Combines are rolling over portions of the northern grainbelt as we begin what everyone hopes will be an extended period of good weather.
Ian Boxall is the vice president of the Agricultural Producers Association of Saskatchewan (APAS) and farms in the Tisdale area, about 230 kilometres northeast of Saskatoon.
“Moisture levels are anywhere between 14 (percent) and dry for canola and wheat is 18 (percent) and under. Things are still tough and there are lots of grain dryers running, but the weather forecast looks good.”
Environment Canada is forecasting sunshine with normal to above normal temperatures for at least the next week.
Boxall says crop yields in the northeast are above average, but cereal crop quality has been impacted by wet conditions during September and the first part of October.
“We are seeing some downgrading in wheat, barley and oats due to sprouting issues and frost.”
Boxall says there is still a lot of grain left to dry due to ongoing propane delivery delays.

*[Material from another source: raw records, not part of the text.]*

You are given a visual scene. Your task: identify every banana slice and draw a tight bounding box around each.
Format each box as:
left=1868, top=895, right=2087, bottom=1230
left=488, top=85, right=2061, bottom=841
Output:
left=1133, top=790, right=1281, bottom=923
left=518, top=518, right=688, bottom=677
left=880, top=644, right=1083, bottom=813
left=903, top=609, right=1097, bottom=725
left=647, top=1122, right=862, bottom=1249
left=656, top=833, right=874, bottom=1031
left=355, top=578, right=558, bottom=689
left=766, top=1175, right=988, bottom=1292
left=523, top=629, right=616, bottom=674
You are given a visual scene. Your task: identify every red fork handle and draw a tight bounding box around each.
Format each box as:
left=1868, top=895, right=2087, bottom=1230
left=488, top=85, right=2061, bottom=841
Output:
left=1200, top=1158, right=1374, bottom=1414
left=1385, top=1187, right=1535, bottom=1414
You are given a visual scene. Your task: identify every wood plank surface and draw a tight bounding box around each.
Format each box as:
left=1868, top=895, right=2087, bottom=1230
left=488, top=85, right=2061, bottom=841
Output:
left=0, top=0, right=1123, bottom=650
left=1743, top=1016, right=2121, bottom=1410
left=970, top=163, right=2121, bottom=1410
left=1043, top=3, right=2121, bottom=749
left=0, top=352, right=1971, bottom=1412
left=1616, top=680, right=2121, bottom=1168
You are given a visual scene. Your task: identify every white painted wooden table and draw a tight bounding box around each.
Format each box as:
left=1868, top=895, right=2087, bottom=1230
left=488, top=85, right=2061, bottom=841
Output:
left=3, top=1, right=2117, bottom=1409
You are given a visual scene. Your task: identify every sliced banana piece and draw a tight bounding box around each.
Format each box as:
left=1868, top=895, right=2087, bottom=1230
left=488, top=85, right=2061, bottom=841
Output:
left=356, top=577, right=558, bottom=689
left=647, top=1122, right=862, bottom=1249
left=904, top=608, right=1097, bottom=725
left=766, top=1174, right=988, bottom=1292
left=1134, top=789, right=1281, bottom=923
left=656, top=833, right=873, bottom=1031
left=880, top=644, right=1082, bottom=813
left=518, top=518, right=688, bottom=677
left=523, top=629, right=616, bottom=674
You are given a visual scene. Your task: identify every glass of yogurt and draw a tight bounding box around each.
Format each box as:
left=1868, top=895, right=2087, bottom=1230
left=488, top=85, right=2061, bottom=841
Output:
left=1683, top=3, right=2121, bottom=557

“We are hearing stories of propane facilities not allowing third party carriers to pick up product, which is kind of hindering delivery. There is enough propane, but it’s a logistics issue. There are not enough trucks and not enough manpower.”
Boxall says the propane delivery delays put additional stress on growers. Some continued to harvest and put the grain in bags or pile it on the ground. Others quit combining until they could get propane.
“If there are people having propane issues, let APAS know because we are in talks with the Canadian Propane Association. We have to make sure that we get these issues rectified so that farmers can get their grain dried in a timely manner and the delivery of the product is there for us,” says Boxall.